Some comments are missing, so we drop the corresponding rows.

In [None]:
train_df.dropna(subset=['comment'], inplace=True)

We notice that the dataset is indeed balanced

In [None]:
train_df['label'].value_counts()

We split data into training and validation parts.

In [None]:
train_texts, valid_texts, y_train, y_valid = \
        train_test_split(train_df['comment'], train_df['label'], random_state=17)

## Tasks:
1. Analyze the dataset, make some plots. This [Kernel](https://www.kaggle.com/sudalairajkumar/simple-exploration-notebook-qiqc) might serve as an example
2. Build a Tf-Idf + logistic regression pipeline to predict sarcasm (`label`) based on the text of a comment on Reddit (`comment`).
3. Plot the words/bigrams which a most predictive of sarcasm (you can use [eli5](https://github.com/TeamHG-Memex/eli5) for that)
4. (optionally) add subreddits as new features to improve model performance.
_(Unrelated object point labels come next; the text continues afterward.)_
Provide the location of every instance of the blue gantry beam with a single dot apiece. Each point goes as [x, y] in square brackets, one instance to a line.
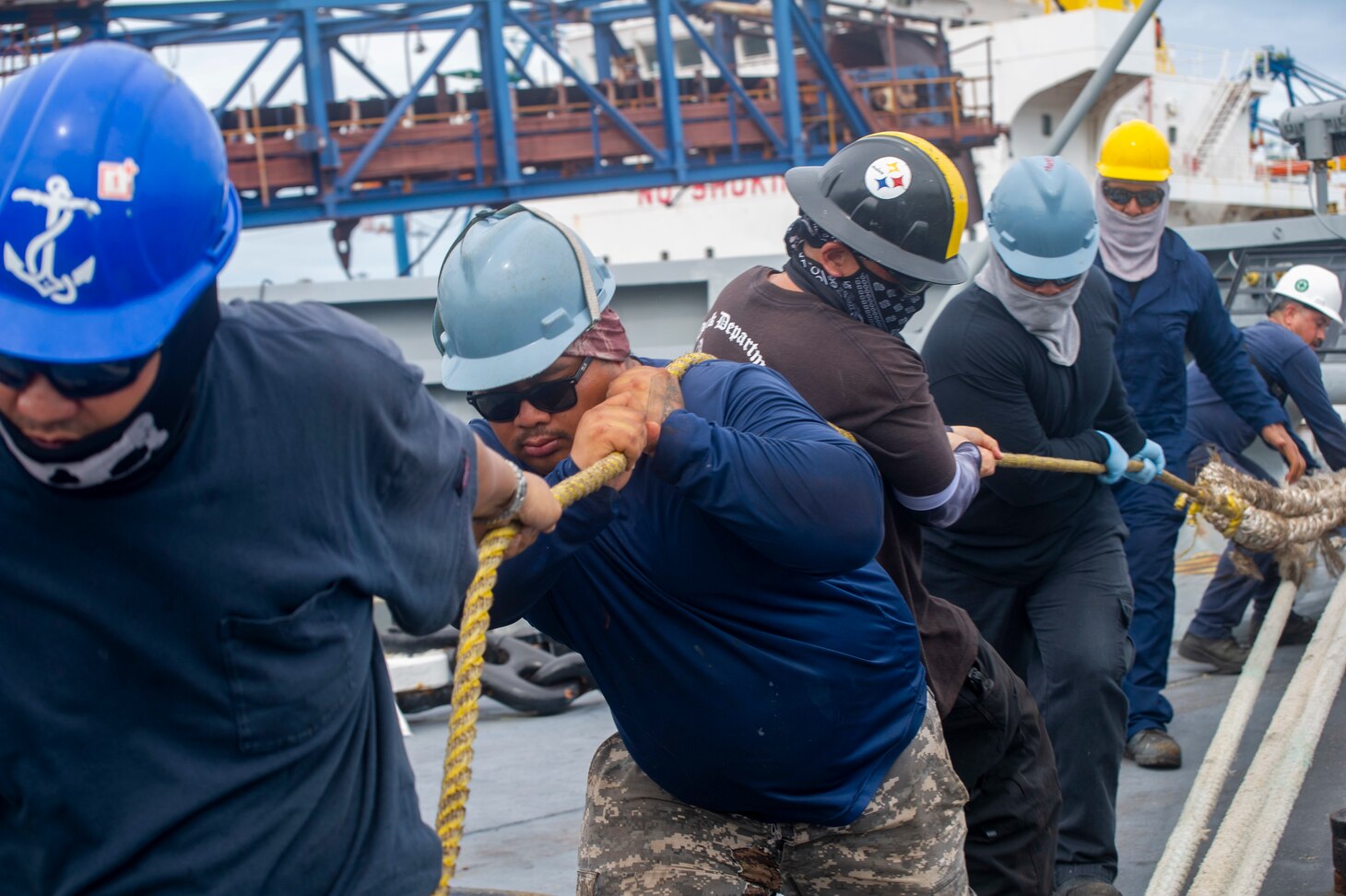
[419, 151]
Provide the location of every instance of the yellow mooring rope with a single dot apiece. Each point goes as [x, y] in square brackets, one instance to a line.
[471, 649]
[471, 641]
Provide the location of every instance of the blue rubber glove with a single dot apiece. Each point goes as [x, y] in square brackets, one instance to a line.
[1152, 456]
[1116, 462]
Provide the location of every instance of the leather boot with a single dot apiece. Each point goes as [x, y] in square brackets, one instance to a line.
[1153, 749]
[1225, 654]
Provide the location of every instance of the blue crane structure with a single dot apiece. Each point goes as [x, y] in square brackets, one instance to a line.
[608, 123]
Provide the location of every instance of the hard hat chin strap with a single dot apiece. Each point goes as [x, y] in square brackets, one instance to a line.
[140, 445]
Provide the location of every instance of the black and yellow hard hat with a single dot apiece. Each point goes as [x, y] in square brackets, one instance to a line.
[894, 198]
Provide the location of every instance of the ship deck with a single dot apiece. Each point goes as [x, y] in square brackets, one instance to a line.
[528, 778]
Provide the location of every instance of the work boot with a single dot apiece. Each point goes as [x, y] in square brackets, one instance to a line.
[1225, 654]
[1298, 630]
[1153, 749]
[1089, 888]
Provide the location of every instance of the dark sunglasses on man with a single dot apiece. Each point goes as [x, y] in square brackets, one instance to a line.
[73, 381]
[549, 397]
[1144, 198]
[909, 286]
[1033, 283]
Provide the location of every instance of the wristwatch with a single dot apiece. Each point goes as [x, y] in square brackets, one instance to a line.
[520, 494]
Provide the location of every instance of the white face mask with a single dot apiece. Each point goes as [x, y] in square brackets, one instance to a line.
[1050, 319]
[114, 462]
[1129, 246]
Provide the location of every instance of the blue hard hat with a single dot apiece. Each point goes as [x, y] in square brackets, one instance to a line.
[1042, 219]
[515, 289]
[116, 207]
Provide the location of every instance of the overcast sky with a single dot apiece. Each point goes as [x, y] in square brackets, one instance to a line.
[1313, 29]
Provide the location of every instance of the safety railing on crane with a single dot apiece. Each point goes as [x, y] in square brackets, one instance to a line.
[272, 146]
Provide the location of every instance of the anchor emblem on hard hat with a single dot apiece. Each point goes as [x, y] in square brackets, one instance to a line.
[38, 263]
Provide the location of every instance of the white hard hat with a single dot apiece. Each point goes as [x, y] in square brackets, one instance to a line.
[1314, 287]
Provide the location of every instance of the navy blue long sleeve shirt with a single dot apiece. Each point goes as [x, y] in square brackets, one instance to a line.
[986, 371]
[1291, 371]
[1178, 307]
[755, 656]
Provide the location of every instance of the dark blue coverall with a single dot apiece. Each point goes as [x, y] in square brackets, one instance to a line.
[1174, 308]
[1291, 371]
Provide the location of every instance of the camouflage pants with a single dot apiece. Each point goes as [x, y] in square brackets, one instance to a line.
[637, 838]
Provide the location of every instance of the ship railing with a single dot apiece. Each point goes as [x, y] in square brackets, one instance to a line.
[1216, 64]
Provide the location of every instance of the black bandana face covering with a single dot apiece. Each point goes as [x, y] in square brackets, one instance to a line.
[862, 295]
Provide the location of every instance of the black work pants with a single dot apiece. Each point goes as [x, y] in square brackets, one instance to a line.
[1000, 749]
[1074, 618]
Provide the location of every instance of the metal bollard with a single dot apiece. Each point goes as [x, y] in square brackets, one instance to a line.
[1338, 823]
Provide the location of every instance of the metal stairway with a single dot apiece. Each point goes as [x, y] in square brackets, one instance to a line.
[1217, 122]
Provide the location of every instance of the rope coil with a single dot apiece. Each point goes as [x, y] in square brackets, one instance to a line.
[1249, 512]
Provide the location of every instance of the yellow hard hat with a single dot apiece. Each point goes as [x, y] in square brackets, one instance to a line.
[1135, 151]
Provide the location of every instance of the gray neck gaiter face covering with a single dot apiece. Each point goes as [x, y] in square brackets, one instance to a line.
[1129, 246]
[1050, 319]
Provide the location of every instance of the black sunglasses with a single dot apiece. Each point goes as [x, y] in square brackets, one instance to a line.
[549, 397]
[1144, 198]
[75, 381]
[1033, 283]
[909, 286]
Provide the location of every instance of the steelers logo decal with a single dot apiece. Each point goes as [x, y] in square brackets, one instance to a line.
[887, 178]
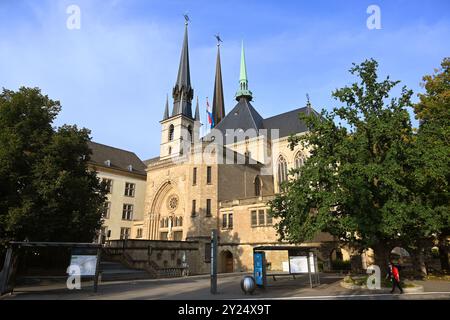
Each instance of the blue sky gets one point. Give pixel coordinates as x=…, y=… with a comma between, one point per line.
x=112, y=75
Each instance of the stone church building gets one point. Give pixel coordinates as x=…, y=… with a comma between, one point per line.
x=224, y=179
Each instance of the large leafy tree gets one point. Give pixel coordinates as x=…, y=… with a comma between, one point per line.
x=355, y=184
x=47, y=192
x=432, y=156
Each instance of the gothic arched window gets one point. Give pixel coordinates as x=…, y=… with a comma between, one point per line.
x=171, y=130
x=298, y=162
x=191, y=137
x=282, y=170
x=257, y=186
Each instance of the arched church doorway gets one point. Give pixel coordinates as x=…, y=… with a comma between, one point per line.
x=226, y=262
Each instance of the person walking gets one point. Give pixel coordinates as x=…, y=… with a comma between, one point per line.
x=394, y=274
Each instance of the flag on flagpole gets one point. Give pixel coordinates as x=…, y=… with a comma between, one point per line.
x=210, y=116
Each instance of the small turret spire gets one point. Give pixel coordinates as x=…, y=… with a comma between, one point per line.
x=166, y=109
x=218, y=110
x=197, y=111
x=243, y=91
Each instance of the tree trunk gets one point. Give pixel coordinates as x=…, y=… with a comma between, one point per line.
x=443, y=253
x=381, y=257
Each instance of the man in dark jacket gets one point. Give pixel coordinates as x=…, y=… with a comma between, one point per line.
x=394, y=274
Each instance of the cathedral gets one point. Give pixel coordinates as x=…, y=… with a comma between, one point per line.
x=224, y=179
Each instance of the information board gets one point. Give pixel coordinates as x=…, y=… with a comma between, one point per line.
x=299, y=264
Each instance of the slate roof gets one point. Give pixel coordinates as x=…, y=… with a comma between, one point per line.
x=120, y=159
x=288, y=122
x=243, y=116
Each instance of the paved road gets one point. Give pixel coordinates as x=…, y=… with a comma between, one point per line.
x=197, y=288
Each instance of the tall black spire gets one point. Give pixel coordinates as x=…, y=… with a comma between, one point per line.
x=218, y=110
x=182, y=92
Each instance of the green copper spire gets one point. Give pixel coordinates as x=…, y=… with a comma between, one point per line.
x=243, y=91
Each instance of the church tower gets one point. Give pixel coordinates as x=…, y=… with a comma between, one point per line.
x=243, y=91
x=179, y=127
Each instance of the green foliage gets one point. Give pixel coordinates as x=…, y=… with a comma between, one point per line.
x=360, y=182
x=431, y=157
x=47, y=192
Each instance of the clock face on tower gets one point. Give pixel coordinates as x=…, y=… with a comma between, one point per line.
x=172, y=202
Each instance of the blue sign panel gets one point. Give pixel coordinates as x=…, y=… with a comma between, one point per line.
x=259, y=268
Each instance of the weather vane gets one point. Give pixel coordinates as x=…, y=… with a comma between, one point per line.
x=186, y=17
x=219, y=40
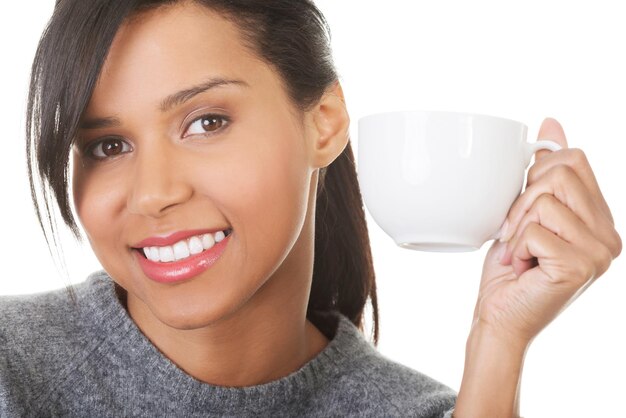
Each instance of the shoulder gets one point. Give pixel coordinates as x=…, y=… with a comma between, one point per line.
x=25, y=320
x=374, y=381
x=41, y=337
Apply here the Bag of Words approach, i.e. treat each subreddit as a new feature.

## Links:
  - Machine learning library [Scikit-learn](https://scikit-learn.org/stable/index.html) (a.k.a. sklearn)
  - Kernels on [logistic regression](https://www.kaggle.com/kashnitsky/topic-4-linear-models-part-2-classification) and its applications to [text classification](https://www.kaggle.com/kashnitsky/topic-4-linear-models-part-4-more-of-logit), also a [Kernel](https://www.kaggle.com/kashnitsky/topic-6-feature-engineering-and-feature-selection) on feature engineering and feature selection
  - [Kaggle Kernel](https://www.kaggle.com/abhishek/approaching-almost-any-nlp-problem-on-kaggle) "Approaching (Almost) Any NLP Problem on Kaggle"
  - [ELI5](https://github.com/TeamHG-Memex/eli5) to explain model predictions

In [None]:
vectorizer = TfidfVectorizer(ngram_range=(1, 2), max_features=50000,min_df=5,max_df=0.8,sublinear_tf=True)
train_vectors = vectorizer.fit_transform(train_texts)
test_vectors = vectorizer.transform(valid_texts)

In [None]:
logit = LogisticRegression(C=1,n_jobs=-1,random_state=17)
logit.fit(train_vectors,y_train)

In [None]:
logit.score(test_vectors,y_valid)

In [None]:
logit_params = {'C':np.linspace(0.1,2,8)}
logit_grid = GridSearchCV(logit,logit_params,cv=5,n_jobs=-1,verbose=True)
logit_grid.fit(train_vectors,y_train)

In [None]:
logit_grid.best_params_['C'],logit_grid.best_score_

In [None]:
logit = LogisticRegression(C=logit_grid.best_params_['C'],n_jobs=-1,random_state=17)
logit.fit(train_vectors,y_train)

In [None]:
y_pred = logit.predict(test_vectors)
accuracy_score(y_valid,y_pred)

In [None]:
sns.heatmap(confusion_matrix(y_valid,y_pred),annot=True,cmap='viridis')

In [None]:
import eli5
eli5.show_weights(estimator=logit,
                  vec=vectorizer)

In [None]:
from sklearn.preprocessing import StandardScaler

In [None]:
SS = StandardScaler?

In [None]:
SS = StandardScaler()

In [None]:
subreddit = train_df['subreddit']
sr_vectorizer = TfidfVectorizer(ngram_range=(1,1))
subreddit_vect = sr_vectorizer.fit_transform(subreddit)

In [None]:
subreddit_vect.shape

In [None]:
train_sub,test_sub = train_test_split(subreddit_vect,random_state=17)
train_sub.shape,train_vectors.shape

In [None]:
from scipy.sparse import hstack
X_train = hstack([train_vectors,train_sub])
X_test =  hstack([test_vectors,test_sub])
X_train.shape,X_test.shape


In [None]:
logit.fit(X_train,y_train)
y_pred = logit.predict(X_test)
accuracy_score(y_valid,y_pred)

In [None]:
test_sarcasm = ["Very impressive can't you see my excitement"]
test_sarcasm = vectorizer.transform(test_sarcasm)
subredd = sr_vectorizer.transform(['politics'])
test_sarcasm.shape, subredd.shape

test = hstack([test_sarcasm,subredd])
test.shape

In [None]:
logit.predict(test)

In [None]:
sns.heatmap(confusion_matrix(y_valid,y_pred),annot=True,cmap='viridis')